The 13 warmest years have all occurred in the 15 years since 1997. The extent of Arctic sea ice in 2011 was the second lowest on record, and its volume was the lowest, the WMO said in its provisional annual statement on the Status of the Global Climate, released on the sidelines of the UN climate talks here.
"Our role is to provide the scientific knowledge to inform action by decision makers," WMO Secretary-General Michel Jarraud said. "Our science is solid and it proves unequivocally that the world is warming and that this warming is due to human activities," he said.
"Concentrations of greenhouse gases in the atmosphere have reached new highs.
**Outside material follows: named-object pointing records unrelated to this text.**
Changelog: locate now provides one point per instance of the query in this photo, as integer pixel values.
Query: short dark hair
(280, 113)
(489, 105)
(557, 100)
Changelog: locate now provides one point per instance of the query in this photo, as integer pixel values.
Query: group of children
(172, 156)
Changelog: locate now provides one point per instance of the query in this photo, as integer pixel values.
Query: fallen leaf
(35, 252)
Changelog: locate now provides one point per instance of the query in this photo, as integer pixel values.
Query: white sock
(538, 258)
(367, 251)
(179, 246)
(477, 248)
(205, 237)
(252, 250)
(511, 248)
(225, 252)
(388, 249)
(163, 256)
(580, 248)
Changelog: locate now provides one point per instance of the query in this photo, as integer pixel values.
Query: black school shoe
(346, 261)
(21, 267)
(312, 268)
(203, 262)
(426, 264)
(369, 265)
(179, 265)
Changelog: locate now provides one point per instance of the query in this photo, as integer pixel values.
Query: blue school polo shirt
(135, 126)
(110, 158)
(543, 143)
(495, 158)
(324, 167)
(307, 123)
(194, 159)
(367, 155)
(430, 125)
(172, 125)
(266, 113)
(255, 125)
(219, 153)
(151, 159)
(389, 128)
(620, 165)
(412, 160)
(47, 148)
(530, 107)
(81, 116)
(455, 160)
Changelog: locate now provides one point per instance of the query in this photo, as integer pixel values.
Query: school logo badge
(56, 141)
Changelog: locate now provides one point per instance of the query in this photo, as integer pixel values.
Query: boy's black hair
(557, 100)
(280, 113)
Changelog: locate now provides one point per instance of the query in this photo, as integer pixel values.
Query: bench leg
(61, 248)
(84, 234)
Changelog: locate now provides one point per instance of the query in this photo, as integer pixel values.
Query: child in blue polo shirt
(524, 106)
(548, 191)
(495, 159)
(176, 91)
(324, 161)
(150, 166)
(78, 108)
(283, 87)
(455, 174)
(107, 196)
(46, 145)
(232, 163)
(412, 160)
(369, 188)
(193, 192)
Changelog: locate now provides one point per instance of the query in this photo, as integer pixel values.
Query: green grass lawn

They are very rapidly approaching levels consistent with a 2-2.4 degree Centigrade rise in average global temperatures which scientists believe could trigger far reaching and irreversible changes in our Earth, biosphere and oceans," he said.
It noted that for the second year in a row, Pakistan witnessed severe flooding though this time more localised in the south than in 2010. It was also the wettest monsoon on record for Sindh province.
In East Asia, rainfall during the 2011 monsoon season was far above average, with Thailand and Laos most hit. In North America, extreme drought affected a large part of the US, especially Texas, where rainfall for the first 10 months of 2011 was a record 56 per cent below normal.
In South America, Brazil witnessed the deadliest flash flood with landslide this year. In Africa, severe drought and then flood hit east Africa.
The WMO`s provisional statement estimated the global combined sea surface and land surface air temperature for 2011 (January-October) at 0.41 degrees-0.11 degrees Celsius above the 1961-1990 annual average of 14.0 degrees. This is the tenth equal warmest year since the start of records in 1850.
The 2002-2011 period equals 2001-2010 as the warmest decade on record, 0.46 degrees C above the long-term average.
Global climate in 2011 was heavily influenced by the strong La Nina climatic event which developed in the tropical Pacific in the second half of 2010 and continued until May 2011.
It was one of the strongest of the last 60 years and was closely associated with the drought in east Africa, islands in the central equatorial Pacific and the southern United States, and flooding in southern Africa, eastern Australia and South Asia, the WMO said.
The WMO noted that surface air temperatures were above the long-term average in 2011 over most land areas of the world. The largest departures from average were over Russia, especially in northern Russia where January-October temperatures were about 4?C above average in places.